Read about the lobster data here. Execute this if you want:
```{r, eval=FALSE}
help("lobster_buz_2000")
```
The main thing to know is that it is a 'vcfR' object.  You can 
make such an object yourself by reading in a variant call format (VCF) file 
using `vcfR::read.vcfR()`.

### Make a quick genotype frequency scatter plot

```{r, fig.width=7}
# first get compute expected and observed genotype frequencies
gfreqs <- exp_and_obs_geno_freqs(lobster_buz_2000)

# then plot those.  Set max_plot_loci so that all 2000
# loci will be plotted
geno_freqs_scatter(gfreqs, max_plot_loci = 2000)
```

### Now infer an overall heterozygote miscall rate.

If we want to estimate the het miscall rate (over all read depth bins)
we just set the minimum bin size to a very large value so it make just one bin, and
use the `infer_m` function which implements a Markov chain Monte Carlo (MCMC) algorithm
to estimate the heteryzogote miscall rate.
```{r}
overall <- infer_m(lobster_buz_2000, minBin = 1e15)
```
Now look at that:
```{r}
overall$m_posteriors
```

Wow! (Or should we say "WHOA!") A het miscall rate of around 25%.

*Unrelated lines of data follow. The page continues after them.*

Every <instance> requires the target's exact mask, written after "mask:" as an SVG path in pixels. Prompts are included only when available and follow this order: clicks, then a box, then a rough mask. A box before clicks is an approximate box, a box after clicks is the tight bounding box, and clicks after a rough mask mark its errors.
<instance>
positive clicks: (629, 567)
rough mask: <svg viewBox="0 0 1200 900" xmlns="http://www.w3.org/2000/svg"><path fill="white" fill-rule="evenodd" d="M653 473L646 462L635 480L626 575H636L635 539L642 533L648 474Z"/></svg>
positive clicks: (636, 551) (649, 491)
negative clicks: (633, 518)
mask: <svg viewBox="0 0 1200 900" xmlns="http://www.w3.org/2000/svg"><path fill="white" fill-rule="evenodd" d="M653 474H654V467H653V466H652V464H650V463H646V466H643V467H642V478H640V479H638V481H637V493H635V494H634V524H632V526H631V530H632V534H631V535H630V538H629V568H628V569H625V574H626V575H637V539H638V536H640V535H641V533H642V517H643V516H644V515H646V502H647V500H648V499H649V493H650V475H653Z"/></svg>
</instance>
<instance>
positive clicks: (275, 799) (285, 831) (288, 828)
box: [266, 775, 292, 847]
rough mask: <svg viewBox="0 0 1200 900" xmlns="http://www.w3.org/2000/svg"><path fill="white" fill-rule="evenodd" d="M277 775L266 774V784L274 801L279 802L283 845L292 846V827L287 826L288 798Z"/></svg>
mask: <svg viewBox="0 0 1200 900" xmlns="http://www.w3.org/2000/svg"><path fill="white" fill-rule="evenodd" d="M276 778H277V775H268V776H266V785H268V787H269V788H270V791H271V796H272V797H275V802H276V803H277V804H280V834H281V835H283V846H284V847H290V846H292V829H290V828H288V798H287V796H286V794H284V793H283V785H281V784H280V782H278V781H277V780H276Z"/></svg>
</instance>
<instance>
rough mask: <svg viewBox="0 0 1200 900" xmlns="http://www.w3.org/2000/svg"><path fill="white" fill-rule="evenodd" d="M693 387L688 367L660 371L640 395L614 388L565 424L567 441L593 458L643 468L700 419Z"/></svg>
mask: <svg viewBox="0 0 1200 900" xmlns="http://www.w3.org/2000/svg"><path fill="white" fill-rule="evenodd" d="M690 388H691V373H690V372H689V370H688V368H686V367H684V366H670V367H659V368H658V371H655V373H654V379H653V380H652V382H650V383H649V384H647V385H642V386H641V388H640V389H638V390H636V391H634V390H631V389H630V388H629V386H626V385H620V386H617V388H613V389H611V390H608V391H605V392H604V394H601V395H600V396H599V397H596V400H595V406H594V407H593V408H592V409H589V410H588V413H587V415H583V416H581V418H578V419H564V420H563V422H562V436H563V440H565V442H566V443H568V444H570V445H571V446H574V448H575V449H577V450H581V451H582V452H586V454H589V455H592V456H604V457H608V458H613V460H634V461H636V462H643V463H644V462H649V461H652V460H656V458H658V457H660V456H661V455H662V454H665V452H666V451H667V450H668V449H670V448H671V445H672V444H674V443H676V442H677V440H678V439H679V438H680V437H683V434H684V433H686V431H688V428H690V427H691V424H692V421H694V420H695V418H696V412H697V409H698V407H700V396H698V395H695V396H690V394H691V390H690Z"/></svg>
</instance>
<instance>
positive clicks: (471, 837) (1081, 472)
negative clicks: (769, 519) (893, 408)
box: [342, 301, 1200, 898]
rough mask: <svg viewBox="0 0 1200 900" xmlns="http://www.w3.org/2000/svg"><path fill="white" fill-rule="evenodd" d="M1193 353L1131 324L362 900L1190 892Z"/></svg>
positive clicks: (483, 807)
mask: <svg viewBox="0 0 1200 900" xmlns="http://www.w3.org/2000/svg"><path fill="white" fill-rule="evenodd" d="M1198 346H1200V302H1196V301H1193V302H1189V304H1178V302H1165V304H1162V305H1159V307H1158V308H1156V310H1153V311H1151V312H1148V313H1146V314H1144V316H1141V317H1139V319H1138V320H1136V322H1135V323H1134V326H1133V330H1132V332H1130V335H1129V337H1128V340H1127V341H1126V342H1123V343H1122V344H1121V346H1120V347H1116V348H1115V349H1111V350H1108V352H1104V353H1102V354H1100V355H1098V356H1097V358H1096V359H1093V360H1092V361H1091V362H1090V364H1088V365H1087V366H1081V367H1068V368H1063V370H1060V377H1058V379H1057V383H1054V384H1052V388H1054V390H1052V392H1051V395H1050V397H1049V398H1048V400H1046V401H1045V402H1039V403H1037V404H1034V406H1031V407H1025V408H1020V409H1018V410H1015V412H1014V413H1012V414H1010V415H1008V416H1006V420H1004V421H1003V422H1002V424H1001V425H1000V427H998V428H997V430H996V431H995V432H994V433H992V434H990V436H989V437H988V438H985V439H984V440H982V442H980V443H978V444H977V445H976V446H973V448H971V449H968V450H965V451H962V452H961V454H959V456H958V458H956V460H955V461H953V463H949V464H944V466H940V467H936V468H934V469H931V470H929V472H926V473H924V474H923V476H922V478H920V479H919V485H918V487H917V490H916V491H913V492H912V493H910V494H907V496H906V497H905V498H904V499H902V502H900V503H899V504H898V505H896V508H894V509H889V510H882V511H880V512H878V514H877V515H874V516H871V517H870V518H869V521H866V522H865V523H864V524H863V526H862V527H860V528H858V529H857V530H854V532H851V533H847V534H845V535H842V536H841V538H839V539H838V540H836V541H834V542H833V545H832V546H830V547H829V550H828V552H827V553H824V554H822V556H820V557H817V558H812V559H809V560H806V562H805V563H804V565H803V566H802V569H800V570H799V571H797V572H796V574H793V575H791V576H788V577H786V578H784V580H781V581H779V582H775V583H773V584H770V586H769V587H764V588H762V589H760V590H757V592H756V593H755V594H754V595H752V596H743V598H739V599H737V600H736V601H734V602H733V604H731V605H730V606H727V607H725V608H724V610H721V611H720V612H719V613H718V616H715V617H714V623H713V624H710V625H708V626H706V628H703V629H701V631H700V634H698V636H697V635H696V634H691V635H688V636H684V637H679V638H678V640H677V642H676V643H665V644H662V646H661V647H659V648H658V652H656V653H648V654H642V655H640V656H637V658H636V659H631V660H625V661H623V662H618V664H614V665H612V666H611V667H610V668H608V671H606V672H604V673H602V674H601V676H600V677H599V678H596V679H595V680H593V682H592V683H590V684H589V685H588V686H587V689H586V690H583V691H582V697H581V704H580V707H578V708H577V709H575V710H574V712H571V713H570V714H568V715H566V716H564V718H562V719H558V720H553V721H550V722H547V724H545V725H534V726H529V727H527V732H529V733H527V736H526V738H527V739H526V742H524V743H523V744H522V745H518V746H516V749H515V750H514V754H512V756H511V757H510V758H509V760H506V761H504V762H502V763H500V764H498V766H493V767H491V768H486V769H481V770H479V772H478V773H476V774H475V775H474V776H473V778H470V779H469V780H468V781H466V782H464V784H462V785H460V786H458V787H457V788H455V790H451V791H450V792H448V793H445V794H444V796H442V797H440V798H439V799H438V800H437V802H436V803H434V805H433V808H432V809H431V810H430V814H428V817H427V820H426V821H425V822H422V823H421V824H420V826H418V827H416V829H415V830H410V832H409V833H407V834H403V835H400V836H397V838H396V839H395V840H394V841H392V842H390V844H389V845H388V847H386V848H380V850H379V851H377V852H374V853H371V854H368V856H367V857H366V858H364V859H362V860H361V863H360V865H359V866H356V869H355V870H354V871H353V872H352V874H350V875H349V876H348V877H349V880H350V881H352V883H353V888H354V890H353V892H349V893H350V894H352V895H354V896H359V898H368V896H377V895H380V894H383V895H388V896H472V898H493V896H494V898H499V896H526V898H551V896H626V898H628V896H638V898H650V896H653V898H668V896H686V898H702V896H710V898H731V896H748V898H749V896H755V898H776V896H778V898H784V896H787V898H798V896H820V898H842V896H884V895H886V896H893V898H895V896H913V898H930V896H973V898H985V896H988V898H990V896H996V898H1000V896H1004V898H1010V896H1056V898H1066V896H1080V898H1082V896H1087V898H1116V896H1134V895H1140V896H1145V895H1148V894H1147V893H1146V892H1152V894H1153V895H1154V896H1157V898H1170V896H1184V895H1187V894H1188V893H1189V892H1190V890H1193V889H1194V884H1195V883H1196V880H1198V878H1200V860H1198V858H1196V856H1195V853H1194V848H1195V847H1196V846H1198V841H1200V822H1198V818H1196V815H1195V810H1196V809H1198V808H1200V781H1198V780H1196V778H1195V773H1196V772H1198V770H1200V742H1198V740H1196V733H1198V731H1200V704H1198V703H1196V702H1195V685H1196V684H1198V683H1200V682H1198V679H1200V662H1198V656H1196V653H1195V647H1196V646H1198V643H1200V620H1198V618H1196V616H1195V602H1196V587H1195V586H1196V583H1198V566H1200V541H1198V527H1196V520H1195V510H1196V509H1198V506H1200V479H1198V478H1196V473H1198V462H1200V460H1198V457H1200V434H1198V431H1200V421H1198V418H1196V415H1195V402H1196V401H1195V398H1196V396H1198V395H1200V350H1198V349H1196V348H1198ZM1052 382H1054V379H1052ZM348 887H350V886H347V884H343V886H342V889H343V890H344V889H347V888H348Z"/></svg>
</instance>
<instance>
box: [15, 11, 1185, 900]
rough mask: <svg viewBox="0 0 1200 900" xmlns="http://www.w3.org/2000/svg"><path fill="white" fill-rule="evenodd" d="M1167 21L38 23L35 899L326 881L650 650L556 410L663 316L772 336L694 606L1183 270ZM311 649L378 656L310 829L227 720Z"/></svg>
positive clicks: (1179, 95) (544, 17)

### Now infer a miscall rate for read depth bins

See the total_n above is about 65,000.  That means 65,000 genotypes. 
(2000 loci typed at 36 individuals, with some missing data).  
We will bin those up so that there are at least 2000 genotypes in each 
bin and then estimate the het miscall rate for each read depth bin.

```{r}
binned <- infer_m(lobster_buz_2000, minBin = 2000)
```

And then we can plot the posterior mean and CIs for each read depth bin.
```{r, fig.width=7}
posteriors_plot(binned$m_posteriors)
```

Again, WHOA!  The het miscall rate at low read depths is super high!